From 223a656fc81647e2595c3da26577594f59e8b9a7 Mon Sep 17 00:00:00 2001
From: Max Brunsfeld <maxbrunsfeld@gmail.com>
Date: Fri, 21 Jun 2019 13:12:09 -0700
Subject: [PATCH] Fix another bug in lex state merging

Reuse more logic for lex and parse state merging algorithms
---
 .../generate/build_tables/build_lex_table.rs  | 137 ++++++++++--------
 .../build_tables/build_parse_table.rs         |   5 +-
 .../build_tables/minimize_parse_table.rs      |  87 +----------
 cli/src/generate/build_tables/mod.rs          |  64 ++++++++
 .../generate/build_tables/token_conflicts.rs  |   8 +-
 cli/src/generate/tables.rs                    |  38 +----
 6 files changed, 155 insertions(+), 184 deletions(-)

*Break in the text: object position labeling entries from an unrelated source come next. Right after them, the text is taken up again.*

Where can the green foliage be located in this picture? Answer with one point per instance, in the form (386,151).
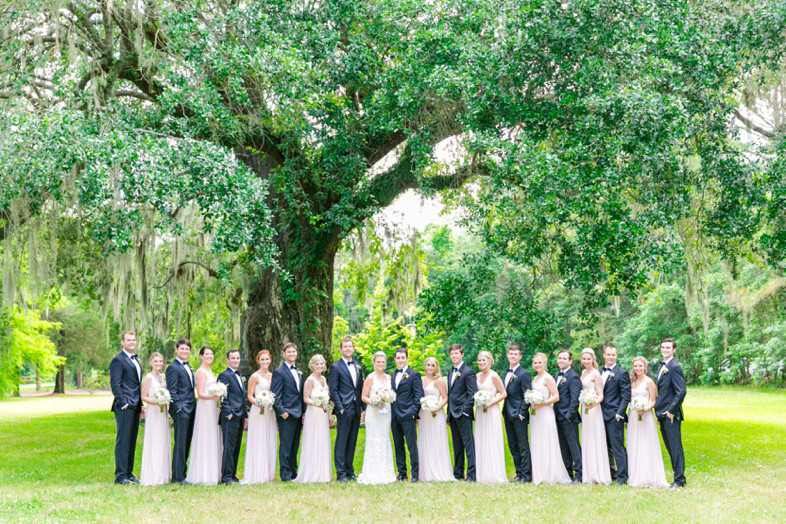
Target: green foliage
(27,343)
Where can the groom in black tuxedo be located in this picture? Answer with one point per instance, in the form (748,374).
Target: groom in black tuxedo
(462,387)
(125,377)
(233,414)
(407,384)
(345,380)
(668,409)
(180,383)
(517,381)
(566,412)
(616,397)
(287,386)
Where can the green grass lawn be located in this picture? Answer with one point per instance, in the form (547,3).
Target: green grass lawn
(56,465)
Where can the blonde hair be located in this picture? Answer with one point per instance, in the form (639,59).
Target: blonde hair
(488,356)
(633,377)
(590,351)
(314,360)
(438,371)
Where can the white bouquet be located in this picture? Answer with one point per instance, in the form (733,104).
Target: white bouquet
(381,397)
(533,398)
(588,397)
(483,399)
(321,400)
(162,398)
(264,399)
(639,404)
(430,404)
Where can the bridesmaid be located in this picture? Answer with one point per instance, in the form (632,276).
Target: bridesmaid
(645,461)
(547,464)
(260,463)
(594,454)
(155,453)
(205,464)
(433,448)
(489,444)
(315,446)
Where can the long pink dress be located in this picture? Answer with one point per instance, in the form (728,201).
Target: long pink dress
(204,465)
(489,444)
(155,451)
(594,453)
(260,462)
(433,447)
(645,461)
(315,444)
(547,465)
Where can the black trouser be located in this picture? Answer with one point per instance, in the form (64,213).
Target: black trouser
(405,430)
(671,431)
(184,430)
(518,443)
(463,441)
(127,421)
(568,433)
(288,444)
(232,437)
(615,442)
(347,427)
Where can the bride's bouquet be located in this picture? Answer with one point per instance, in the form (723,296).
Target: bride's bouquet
(321,400)
(588,397)
(639,404)
(381,397)
(533,398)
(264,399)
(217,389)
(430,404)
(483,399)
(162,398)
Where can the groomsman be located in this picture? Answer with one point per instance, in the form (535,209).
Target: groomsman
(462,387)
(233,414)
(566,411)
(125,377)
(180,383)
(616,397)
(517,381)
(668,409)
(287,386)
(408,386)
(345,380)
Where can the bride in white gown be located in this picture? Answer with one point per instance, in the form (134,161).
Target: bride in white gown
(378,454)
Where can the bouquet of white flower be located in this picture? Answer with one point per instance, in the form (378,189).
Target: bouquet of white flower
(588,397)
(483,399)
(533,398)
(381,397)
(639,404)
(162,398)
(430,404)
(264,399)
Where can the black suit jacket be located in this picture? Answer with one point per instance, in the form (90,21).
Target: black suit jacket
(408,395)
(288,398)
(235,401)
(569,390)
(671,391)
(125,382)
(461,392)
(178,382)
(345,396)
(616,394)
(516,389)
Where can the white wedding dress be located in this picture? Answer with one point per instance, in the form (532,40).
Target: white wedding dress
(378,455)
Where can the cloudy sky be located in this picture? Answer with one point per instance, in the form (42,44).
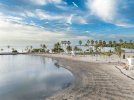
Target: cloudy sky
(49,21)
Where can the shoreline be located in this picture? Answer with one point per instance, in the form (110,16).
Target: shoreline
(93,80)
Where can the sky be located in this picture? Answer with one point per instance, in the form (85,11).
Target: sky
(25,22)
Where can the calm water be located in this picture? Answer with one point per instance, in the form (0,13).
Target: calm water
(24,77)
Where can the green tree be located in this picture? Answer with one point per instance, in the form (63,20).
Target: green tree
(80,42)
(118,51)
(92,42)
(8,47)
(69,48)
(121,41)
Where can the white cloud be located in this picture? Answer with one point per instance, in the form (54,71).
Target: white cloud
(69,19)
(75,4)
(105,9)
(76,19)
(11,32)
(44,2)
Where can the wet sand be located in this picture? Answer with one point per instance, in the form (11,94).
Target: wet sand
(94,81)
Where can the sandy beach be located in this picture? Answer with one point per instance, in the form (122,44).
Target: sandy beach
(93,81)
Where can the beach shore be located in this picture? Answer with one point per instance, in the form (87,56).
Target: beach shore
(93,80)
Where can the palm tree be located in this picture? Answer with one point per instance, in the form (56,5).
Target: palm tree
(121,41)
(131,41)
(68,42)
(110,43)
(114,42)
(8,47)
(92,42)
(80,42)
(88,42)
(96,42)
(44,46)
(118,52)
(41,45)
(1,49)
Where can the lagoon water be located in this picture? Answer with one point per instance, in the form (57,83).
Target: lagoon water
(25,77)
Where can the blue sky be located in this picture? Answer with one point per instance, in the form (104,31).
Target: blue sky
(49,21)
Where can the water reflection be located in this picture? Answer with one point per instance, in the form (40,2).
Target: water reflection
(24,77)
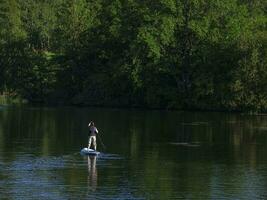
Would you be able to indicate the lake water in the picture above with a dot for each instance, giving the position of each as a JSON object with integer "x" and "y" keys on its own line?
{"x": 148, "y": 155}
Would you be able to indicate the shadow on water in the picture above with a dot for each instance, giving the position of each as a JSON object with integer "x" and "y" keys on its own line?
{"x": 151, "y": 155}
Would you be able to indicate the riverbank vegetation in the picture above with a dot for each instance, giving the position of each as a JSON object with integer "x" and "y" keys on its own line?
{"x": 175, "y": 54}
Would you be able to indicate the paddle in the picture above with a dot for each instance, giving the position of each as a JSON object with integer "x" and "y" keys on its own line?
{"x": 104, "y": 147}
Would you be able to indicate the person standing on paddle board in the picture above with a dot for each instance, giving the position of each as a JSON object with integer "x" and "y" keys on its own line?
{"x": 92, "y": 135}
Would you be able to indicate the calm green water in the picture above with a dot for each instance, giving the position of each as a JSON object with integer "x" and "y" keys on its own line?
{"x": 149, "y": 154}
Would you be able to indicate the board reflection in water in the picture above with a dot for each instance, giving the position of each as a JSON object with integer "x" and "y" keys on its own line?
{"x": 92, "y": 172}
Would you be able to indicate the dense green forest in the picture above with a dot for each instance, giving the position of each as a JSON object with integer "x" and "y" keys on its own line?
{"x": 174, "y": 54}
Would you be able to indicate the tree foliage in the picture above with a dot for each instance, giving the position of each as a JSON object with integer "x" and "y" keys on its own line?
{"x": 161, "y": 54}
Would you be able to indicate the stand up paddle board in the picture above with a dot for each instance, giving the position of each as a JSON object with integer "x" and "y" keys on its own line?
{"x": 86, "y": 151}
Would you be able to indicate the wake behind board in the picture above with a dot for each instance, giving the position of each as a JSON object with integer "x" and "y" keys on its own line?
{"x": 86, "y": 151}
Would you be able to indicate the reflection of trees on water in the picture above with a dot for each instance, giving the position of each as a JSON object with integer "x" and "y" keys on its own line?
{"x": 92, "y": 172}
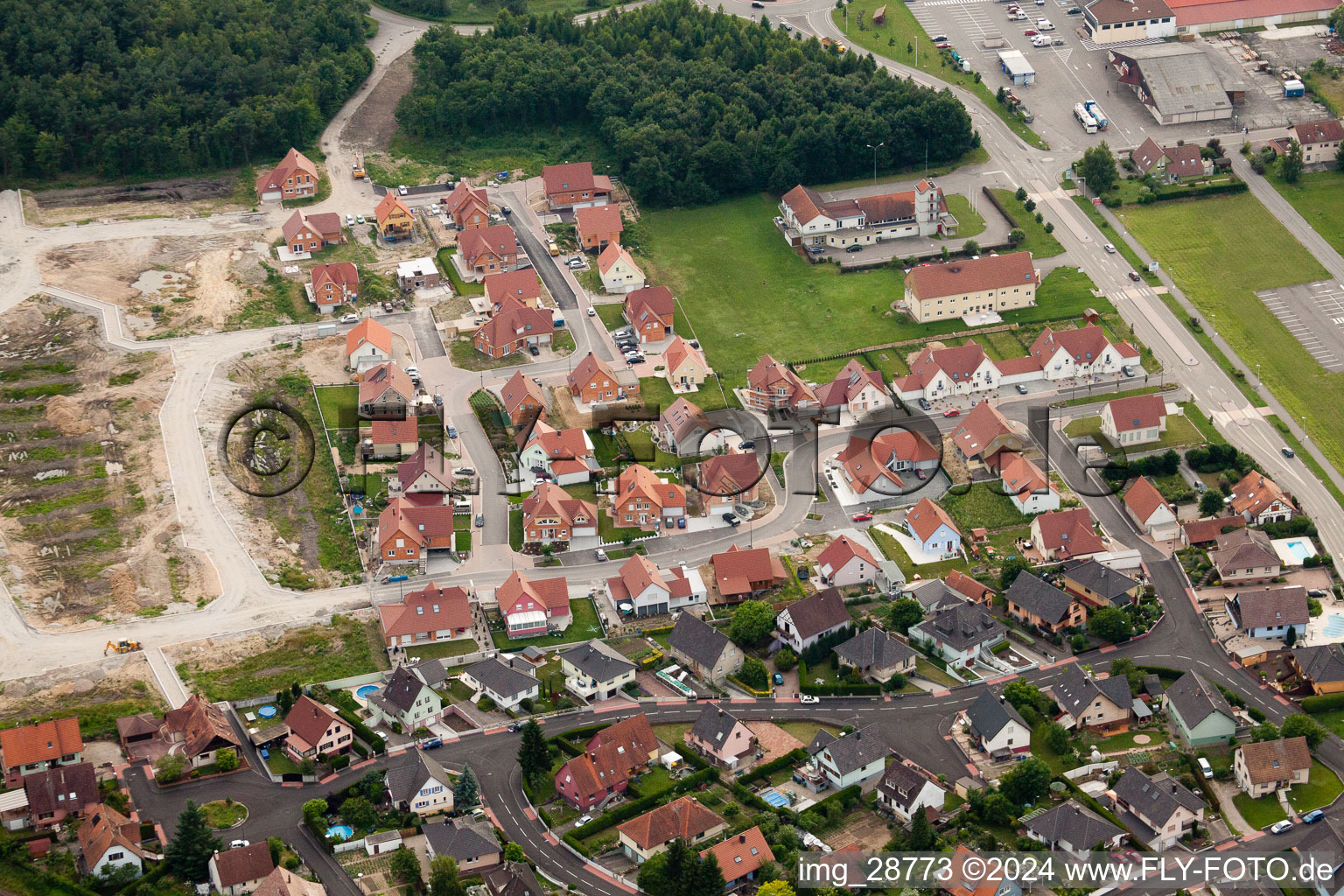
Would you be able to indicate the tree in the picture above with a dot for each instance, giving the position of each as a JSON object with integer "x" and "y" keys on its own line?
{"x": 192, "y": 845}
{"x": 405, "y": 866}
{"x": 1110, "y": 624}
{"x": 1303, "y": 725}
{"x": 1098, "y": 168}
{"x": 359, "y": 813}
{"x": 1291, "y": 165}
{"x": 466, "y": 793}
{"x": 533, "y": 754}
{"x": 752, "y": 624}
{"x": 905, "y": 612}
{"x": 1026, "y": 782}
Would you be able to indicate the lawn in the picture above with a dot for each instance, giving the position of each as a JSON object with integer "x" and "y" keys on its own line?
{"x": 584, "y": 627}
{"x": 1219, "y": 250}
{"x": 900, "y": 32}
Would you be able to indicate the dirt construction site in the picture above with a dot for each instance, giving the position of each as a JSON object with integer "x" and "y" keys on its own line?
{"x": 88, "y": 514}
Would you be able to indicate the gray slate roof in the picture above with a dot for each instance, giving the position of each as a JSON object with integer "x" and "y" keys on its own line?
{"x": 1075, "y": 690}
{"x": 1040, "y": 598}
{"x": 1073, "y": 823}
{"x": 697, "y": 640}
{"x": 597, "y": 664}
{"x": 1194, "y": 699}
{"x": 988, "y": 715}
{"x": 875, "y": 648}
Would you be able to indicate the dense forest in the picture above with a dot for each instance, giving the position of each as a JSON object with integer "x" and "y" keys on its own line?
{"x": 691, "y": 103}
{"x": 133, "y": 88}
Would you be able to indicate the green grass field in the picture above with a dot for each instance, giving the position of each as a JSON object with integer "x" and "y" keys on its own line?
{"x": 1219, "y": 251}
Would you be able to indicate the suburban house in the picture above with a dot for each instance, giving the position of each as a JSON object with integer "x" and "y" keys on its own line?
{"x": 1245, "y": 556}
{"x": 1133, "y": 421}
{"x": 1103, "y": 705}
{"x": 1200, "y": 710}
{"x": 721, "y": 738}
{"x": 514, "y": 328}
{"x": 844, "y": 564}
{"x": 850, "y": 760}
{"x": 406, "y": 534}
{"x": 472, "y": 845}
{"x": 39, "y": 746}
{"x": 998, "y": 727}
{"x": 741, "y": 574}
{"x": 1270, "y": 766}
{"x": 807, "y": 220}
{"x": 726, "y": 480}
{"x": 393, "y": 218}
{"x": 523, "y": 399}
{"x": 646, "y": 836}
{"x": 488, "y": 250}
{"x": 1097, "y": 584}
{"x": 1027, "y": 485}
{"x": 933, "y": 529}
{"x": 1073, "y": 830}
{"x": 468, "y": 208}
{"x": 423, "y": 788}
{"x": 773, "y": 386}
{"x": 962, "y": 634}
{"x": 704, "y": 650}
{"x": 619, "y": 271}
{"x": 877, "y": 654}
{"x": 534, "y": 607}
{"x": 857, "y": 389}
{"x": 741, "y": 858}
{"x": 405, "y": 700}
{"x": 1063, "y": 535}
{"x": 1158, "y": 810}
{"x": 1260, "y": 500}
{"x": 315, "y": 730}
{"x": 386, "y": 393}
{"x": 1171, "y": 163}
{"x": 1150, "y": 511}
{"x": 804, "y": 622}
{"x": 522, "y": 285}
{"x": 293, "y": 178}
{"x": 596, "y": 672}
{"x": 593, "y": 382}
{"x": 574, "y": 186}
{"x": 905, "y": 790}
{"x": 598, "y": 226}
{"x": 683, "y": 366}
{"x": 332, "y": 285}
{"x": 1270, "y": 612}
{"x": 644, "y": 501}
{"x": 649, "y": 312}
{"x": 970, "y": 286}
{"x": 109, "y": 841}
{"x": 1042, "y": 605}
{"x": 503, "y": 684}
{"x": 983, "y": 438}
{"x": 683, "y": 429}
{"x": 368, "y": 344}
{"x": 240, "y": 871}
{"x": 872, "y": 468}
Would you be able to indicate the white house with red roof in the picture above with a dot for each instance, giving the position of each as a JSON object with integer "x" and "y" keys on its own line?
{"x": 533, "y": 607}
{"x": 429, "y": 615}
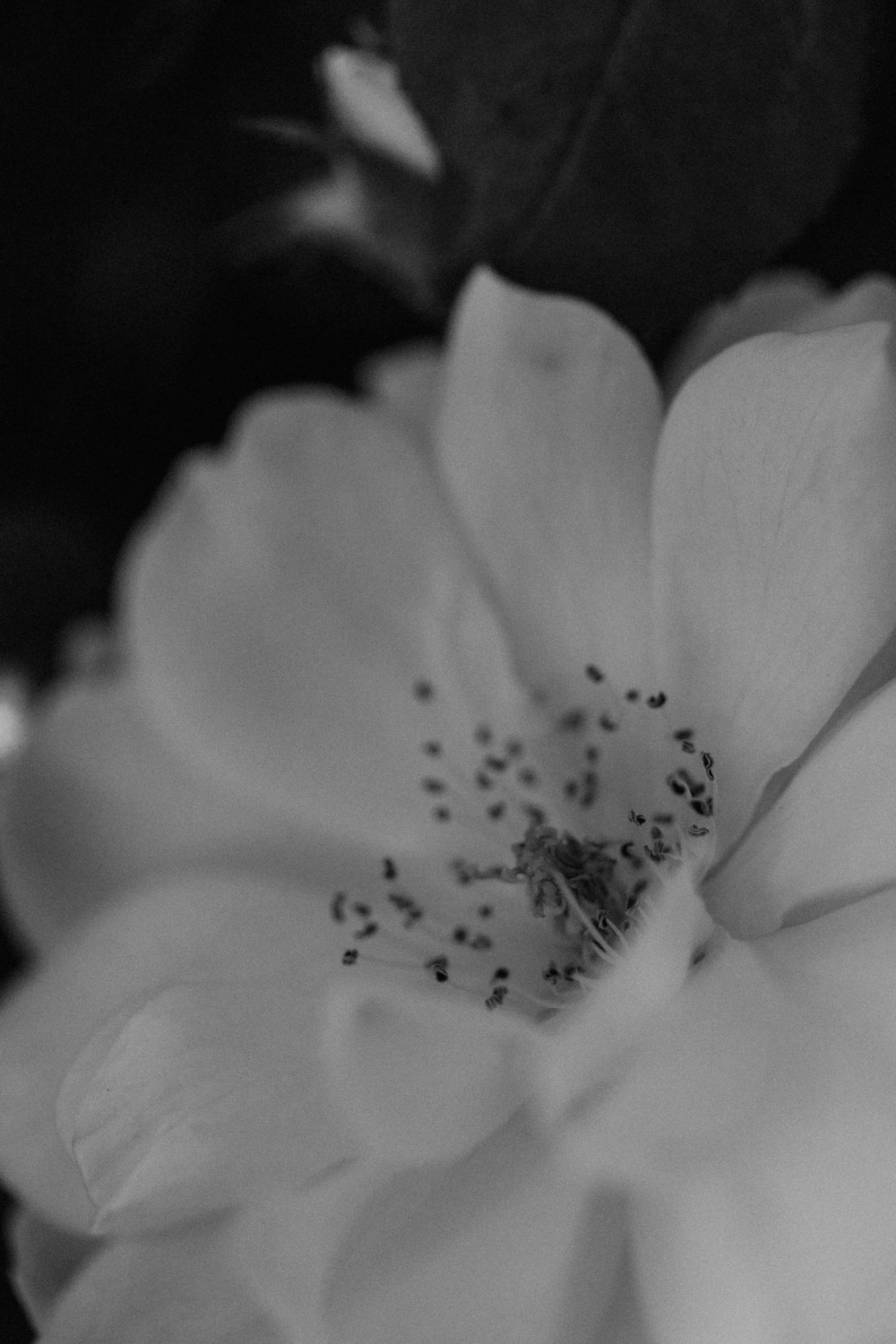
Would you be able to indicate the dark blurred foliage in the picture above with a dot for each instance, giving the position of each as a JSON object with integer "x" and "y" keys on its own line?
{"x": 642, "y": 155}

diff --git a/cli/src/generate/build_tables/build_lex_table.rs b/cli/src/generate/build_tables/build_lex_table.rs
index 0e3da4ff..f1d1acf1 100644
--- a/cli/src/generate/build_tables/build_lex_table.rs
+++ b/cli/src/generate/build_tables/build_lex_table.rs
@@ -1,5 +1,6 @@
 use super::coincident_tokens::CoincidentTokenIndex;
 use super::item::TokenSet;
+use super::split_state_id_groups;
 use super::token_conflicts::TokenConflictMap;
 use crate::generate::grammars::{LexicalGrammar, SyntaxGrammar};
 use crate::generate::nfa::{CharacterSet, NfaCursor};
@@ -7,7 +8,7 @@ use crate::generate::rules::Symbol;
 use crate::generate::tables::{AdvanceAction, LexState, LexTable, ParseStateId, ParseTable};
 use log::info;
 use std::collections::hash_map::Entry;
-use std::collections::{BTreeMap, HashMap, VecDeque};
+use std::collections::{HashMap, VecDeque};
 use std::mem;
 
 pub(crate) fn build_lex_table(
@@ -251,13 +252,15 @@ fn merge_token_set(
         };
 
         for existing_token in set_without_terminal.terminals() {
-            if token_conflict_map.does_conflict(i, existing_token.index) ||
-               token_conflict_map.does_match_prefix(i, existing_token.index) {
+            if token_conflict_map.does_conflict(i, existing_token.index)
+                || token_conflict_map.does_match_prefix(i, existing_token.index)
+            {
                 return false;
             }
             if !coincident_token_index.contains(symbol, existing_token) {
-                if token_conflict_map.does_overlap(existing_token.index, i) ||
-                   token_conflict_map.does_overlap(i, existing_token.index) {
+                if token_conflict_map.does_overlap(existing_token.index, i)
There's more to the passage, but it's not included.